Stabilization and syndicate covering transactions may cause the price of the
shares to be higher than it would be in the absence of these transactions. The
imposition of a penalty bid might also have an effect on the price of the shares
if it discourages resales of the shares.

Neither MCM nor the underwriters make any representation or prediction as to the
effect that the transactions described above may have on the price of the
shares. These transactions may occur on the Nasdaq National Market or otherwise.
If these transactions are commenced, they may be discontinued without notice at
any time.

                                 LEGAL MATTERS

The validity of the shares of common stock is being passed upon for us by Snell
& Wilmer L.L.P., Phoenix, Arizona. Gibson, Dunn, & Crutcher LLP, New York, New
York is acting as counsel for the underwriters.

                                    EXPERTS

The consolidated financial statements of MCM Capital Group, Inc. at December 31,
1997 and 1998 and for each of the three years in the period ended December 31,
1998 appearing in this Prospectus and Registration Statement have been audited
by Ernst & Young LLP, independent auditors, as set forth in their report thereon
appearing elsewhere herein, and are included in reliance on this report given on
the authority of Ernst & Young LLP as experts in accounting and auditing.

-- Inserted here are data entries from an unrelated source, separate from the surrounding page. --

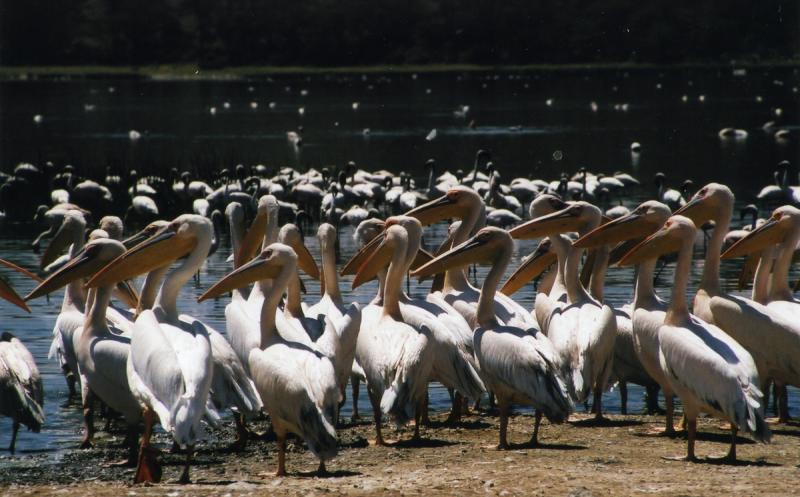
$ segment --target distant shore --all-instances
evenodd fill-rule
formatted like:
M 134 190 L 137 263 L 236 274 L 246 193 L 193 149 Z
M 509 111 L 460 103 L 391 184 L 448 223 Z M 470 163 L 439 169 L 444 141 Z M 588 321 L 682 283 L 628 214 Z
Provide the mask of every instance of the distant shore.
M 637 62 L 586 63 L 586 64 L 531 64 L 531 65 L 477 65 L 477 64 L 426 64 L 426 65 L 374 65 L 374 66 L 237 66 L 200 68 L 195 64 L 152 66 L 0 66 L 0 79 L 50 79 L 50 78 L 141 78 L 141 79 L 258 79 L 269 76 L 303 74 L 430 74 L 458 72 L 578 72 L 603 70 L 685 70 L 685 69 L 767 69 L 800 68 L 800 60 L 691 62 L 680 64 L 648 64 Z

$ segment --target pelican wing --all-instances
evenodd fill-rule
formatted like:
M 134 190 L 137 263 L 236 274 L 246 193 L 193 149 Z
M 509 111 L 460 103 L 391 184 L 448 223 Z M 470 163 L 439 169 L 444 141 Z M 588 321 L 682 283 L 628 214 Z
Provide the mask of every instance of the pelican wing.
M 344 389 L 353 369 L 358 332 L 361 328 L 361 308 L 351 304 L 347 314 L 332 319 L 325 318 L 325 332 L 317 340 L 317 347 L 333 361 L 337 383 Z
M 242 363 L 245 371 L 250 373 L 250 351 L 261 344 L 260 316 L 253 316 L 248 311 L 249 304 L 244 299 L 233 300 L 225 307 L 225 330 L 231 348 Z
M 44 411 L 36 399 L 41 395 L 41 378 L 12 342 L 0 342 L 0 413 L 38 432 L 44 423 Z
M 388 388 L 381 397 L 381 410 L 397 423 L 407 422 L 427 391 L 433 367 L 433 351 L 428 346 L 432 332 L 426 326 L 419 331 L 384 316 L 378 323 L 385 342 L 378 345 L 386 355 Z
M 714 322 L 747 349 L 771 376 L 800 384 L 800 325 L 788 316 L 750 299 L 713 297 Z
M 244 415 L 256 415 L 263 405 L 255 384 L 225 337 L 211 328 L 208 331 L 214 363 L 211 382 L 214 406 L 217 409 L 235 407 Z
M 19 378 L 25 385 L 25 390 L 30 392 L 30 396 L 40 405 L 44 405 L 44 388 L 42 387 L 42 376 L 39 368 L 27 347 L 18 339 L 12 338 L 8 342 L 14 351 L 14 355 L 25 364 L 19 369 Z
M 447 326 L 447 313 L 436 304 L 421 299 L 401 304 L 400 309 L 406 323 L 414 328 L 425 326 L 431 330 L 431 346 L 436 354 L 433 378 L 446 387 L 455 388 L 467 398 L 480 398 L 486 388 L 473 366 L 475 361 L 471 352 L 461 346 L 463 340 L 460 333 L 454 333 Z
M 566 420 L 572 406 L 556 353 L 541 332 L 509 326 L 478 328 L 475 352 L 490 388 L 525 397 L 553 422 Z
M 334 457 L 339 388 L 330 360 L 300 344 L 278 343 L 251 351 L 250 371 L 276 431 L 300 435 L 322 460 Z
M 659 342 L 661 367 L 675 392 L 692 397 L 684 398 L 684 405 L 699 404 L 701 410 L 724 415 L 758 440 L 769 440 L 750 354 L 716 326 L 694 317 L 684 327 L 662 326 Z
M 76 339 L 78 336 L 76 334 Z M 94 394 L 125 416 L 129 423 L 134 423 L 138 421 L 141 409 L 128 382 L 126 364 L 130 350 L 130 339 L 127 337 L 110 335 L 91 339 L 89 354 L 93 363 L 92 371 L 84 371 L 80 363 L 78 368 L 84 377 L 82 381 L 88 383 Z

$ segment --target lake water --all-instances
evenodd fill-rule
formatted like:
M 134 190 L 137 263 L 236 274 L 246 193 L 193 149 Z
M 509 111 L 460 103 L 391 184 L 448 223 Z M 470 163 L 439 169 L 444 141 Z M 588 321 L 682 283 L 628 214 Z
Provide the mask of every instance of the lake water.
M 427 158 L 435 157 L 442 170 L 466 171 L 475 151 L 485 148 L 492 151 L 506 181 L 528 175 L 557 179 L 561 171 L 573 173 L 580 166 L 606 173 L 623 170 L 643 182 L 624 199 L 626 205 L 635 206 L 652 195 L 653 174 L 663 171 L 671 186 L 687 178 L 698 187 L 712 180 L 725 182 L 741 206 L 752 202 L 761 186 L 771 181 L 779 160 L 788 159 L 795 167 L 800 162 L 799 85 L 798 74 L 791 69 L 751 70 L 745 76 L 734 76 L 730 69 L 696 69 L 448 73 L 416 78 L 316 75 L 248 81 L 5 81 L 0 83 L 0 167 L 10 172 L 18 162 L 51 160 L 102 179 L 107 166 L 118 173 L 136 168 L 140 173 L 163 174 L 177 167 L 206 175 L 238 163 L 304 168 L 354 160 L 365 169 L 404 170 L 424 181 L 422 164 Z M 357 110 L 353 102 L 359 103 Z M 470 107 L 466 119 L 453 115 L 461 105 Z M 776 109 L 780 116 L 776 117 Z M 40 123 L 34 122 L 37 114 L 42 116 Z M 468 127 L 473 120 L 474 127 Z M 761 129 L 770 120 L 793 136 L 776 141 Z M 298 126 L 303 127 L 305 141 L 299 151 L 286 140 L 286 131 Z M 746 129 L 748 139 L 720 141 L 717 132 L 728 126 Z M 426 141 L 432 129 L 437 137 Z M 130 130 L 141 132 L 142 138 L 131 141 Z M 638 156 L 630 152 L 633 141 L 642 144 Z M 792 174 L 791 183 L 794 178 Z M 438 245 L 444 230 L 444 224 L 427 230 L 426 245 Z M 0 258 L 37 267 L 38 257 L 29 248 L 35 232 L 31 226 L 4 226 Z M 351 235 L 350 228 L 342 230 L 342 263 L 355 251 Z M 316 238 L 308 236 L 307 244 L 318 256 Z M 518 242 L 509 273 L 532 247 L 533 242 Z M 223 247 L 203 267 L 200 285 L 187 286 L 179 302 L 182 312 L 220 331 L 225 329 L 227 300 L 197 304 L 195 299 L 230 269 L 225 262 L 229 253 L 225 237 Z M 702 271 L 700 257 L 693 285 Z M 723 263 L 729 291 L 734 290 L 738 267 L 737 261 Z M 485 272 L 479 268 L 479 281 Z M 33 286 L 16 274 L 4 274 L 20 293 Z M 665 296 L 671 277 L 668 268 L 659 280 Z M 305 283 L 311 302 L 319 287 L 307 278 Z M 374 284 L 350 292 L 349 280 L 342 287 L 348 302 L 366 303 L 375 292 Z M 411 284 L 415 295 L 427 287 Z M 610 304 L 629 302 L 632 271 L 611 269 L 606 288 Z M 533 297 L 531 285 L 515 295 L 528 308 Z M 46 425 L 40 434 L 20 432 L 18 454 L 43 452 L 47 460 L 57 460 L 63 451 L 76 447 L 81 436 L 80 412 L 75 406 L 61 407 L 66 385 L 56 363 L 47 359 L 61 298 L 59 292 L 49 302 L 31 302 L 31 315 L 0 303 L 6 316 L 3 330 L 18 335 L 34 354 L 46 390 Z M 605 394 L 609 412 L 619 411 L 618 398 L 616 392 Z M 792 390 L 794 414 L 799 398 Z M 432 387 L 431 405 L 436 410 L 448 408 L 441 387 Z M 369 413 L 363 388 L 360 409 Z M 642 390 L 630 386 L 630 412 L 642 409 Z M 349 413 L 348 400 L 343 414 Z M 0 420 L 0 427 L 0 447 L 7 446 L 10 421 Z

                      WHERE YOU CAN FIND MORE INFORMATION

We have filed a registration statement on Form S-1 under the Securities Act with
respect to the common stock offered hereby with the Securities and Exchange
Commission. Please see the registration statement and the exhibits and schedules
filed as part of the registration statement for further information about us and
our common stock. A copy of the registration statement, including the exhibits
and schedules thereto, and any other documents we file may be inspected without
charge at the Public Reference Section of the Commission at Room 1024, Judiciary
Plaza, 450 Fifth Street, N.W., Washington, D.C. 20549 and at the following
Regional Offices of the Commission: New York Regional Office, 7 World Trade
Center, 13th Floor, New York, New York 10048; and Chicago Regional Office, 500
West Madison Street, Suite 1400, Chicago, Illinois 60661. Copies of the
registration statement and the exhibits and schedules thereto can be obtained
from the Public Reference Section of the Commission upon payment of prescribed
fees. Information about the operation of the Public Reference Section may be
obtained by calling the Commission at 1-800-SEC-0330. The Commission maintains
an Internet web site that contains reports, proxy and information statements and
other information regarding issuers that file electronically with the
Commission. Our filings with the Commission are available to the public at that
site which is http://www.sec.gov.

Prior to filing the registration statement of which this prospectus is a part,
we were not subject to the reporting requirements of Section 13 or 15(d) of the
Securities Exchange Act of 1934, as amended ("Exchange Act"). Upon effectiveness
of the registration statement, we will become subject to the informational and
periodic reporting requirements of the Exchange Act, and in accordance with the
Exchange Act, will file periodic reports, proxy statements and other information
with the Commission. Periodic reports, proxy statements and other information
will be available for inspection and copying at the

                                       53
<PAGE>   58

public reference facilities and other regional offices we refer to above. We
intend to register the securities offered by the registration statement under
the Exchange Act simultaneously with the effectiveness of the registration
statement and to furnish our stockholders with annual reports containing
financial statements examined and reported on by our independent public
accountants, and quarterly reports for the first three fiscal quarters of each
fiscal year containing unaudited interim financial information.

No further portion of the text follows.